Lezingen: Jesaja 6,1-2a.3-8; 1 Korintiërs 15,1-11; Lucas 5,1-11
In mijn jeugd heb ik vaak gevist aan zee, in Zeeland, waar wij met de familie een vakantiehuisje hadden. Vissen, samen met mijn vader en mijn broers. Héérlijk, in weer en wind, aan het strand of vanaf de dijk. Onze favoriete stekkies waren soms moeilijk bereikbaar, maar stonden steeds garant voor een goede vangst. Maar een echte visser praat daar niet over, zo leerden wij dat. De beste visstekjes geef je niet zomaar prijs. Je geniet van de natuur en van elkaars gezelschap. Het zijn voor mij kostbare herinneringen…
Jezus toont zich vandaag – zo lijkt het – ten overstaan van visser-vrienden niet echt een kenner: Vissers praten weinig, Jezus spreekt met luide stem. Vissers vissen bij voorkeur ’s nachts, Jezus daagt Simon uit te vissen overdág. En niet te vergeten: vissers verraden nooit hun favoriete stek, terwijl Hij Simon onverhuld verwijst naar rijke wateren…
Jezus lijkt, zo oppervlakkig gezien, dus geen ervaren visser. Maar als we dieper kijken, voorbij de spiegeling in het water; als wij, zoals een dichter, met ons hart reiken naar de symboliek die áchter al die woorden schuilgaat, dán dringt zich opnieuw die vergelijking op, de vergelijking met een visser, maar nu op gééstelijk niveau.
Zoals binnenwatervissers, vóórdat zij hun lijn uitwerpen, lokaas werpen in het water, zo spreekt Jezus, voorafgaand aan de vangst, woorden van bevrijding, woorden van God die hele volksmenigten op de been brengen.
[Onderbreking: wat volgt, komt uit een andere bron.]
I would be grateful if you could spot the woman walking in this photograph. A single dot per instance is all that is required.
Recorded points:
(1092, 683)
Aan de oever van het meer wordt het dringen. Jezus’ boodschap voedt de harten van de mensen. Lege diepten veranderen op slag in rijke wateren. Massaal geeft men zich aan Hem gewonnen: de vangst is groot.
‘Vaar nu naar het diepe en gooi uw netten uit voor de vangst’. Deze woorden sprak Jezus tot Simon, opdat ook híj rijkelijk zou vangen.
‘Vaar nu naar het diepe en gooi uw netten uit voor de vangst’. Deze woorden worden ook tot óns gesproken, vandáág. Als wij in Jezus’ kielzog durven varen en tot anderen – net als Hij – woorden van bevrijding spreken, elkaar bemoedigen en sterken, dan zullen ook wij bij anderen rijke wateren ontwaren, en zo elkaar naar God toe leiden.
Wellicht komen wij ook in onszélf stille wateren op het spoor, stille, rijke wateren met diepe gronden, waarin wij, als wij goed luisteren, net als Jesaja, Gods stem kunnen horen, de stem van God die roept: ‘Wie moet Ik zenden?’ Jezus wil, dat wij elkaar dié favoriete visstekjes aanwijzen. Het zijn dié stekjes in onze harten die garant zullen staan voor een rijke vangst, zolang wij maar – zoals Jesaja – God bescheiden durven antwoorden: ‘Hier ben ik, zend mij!’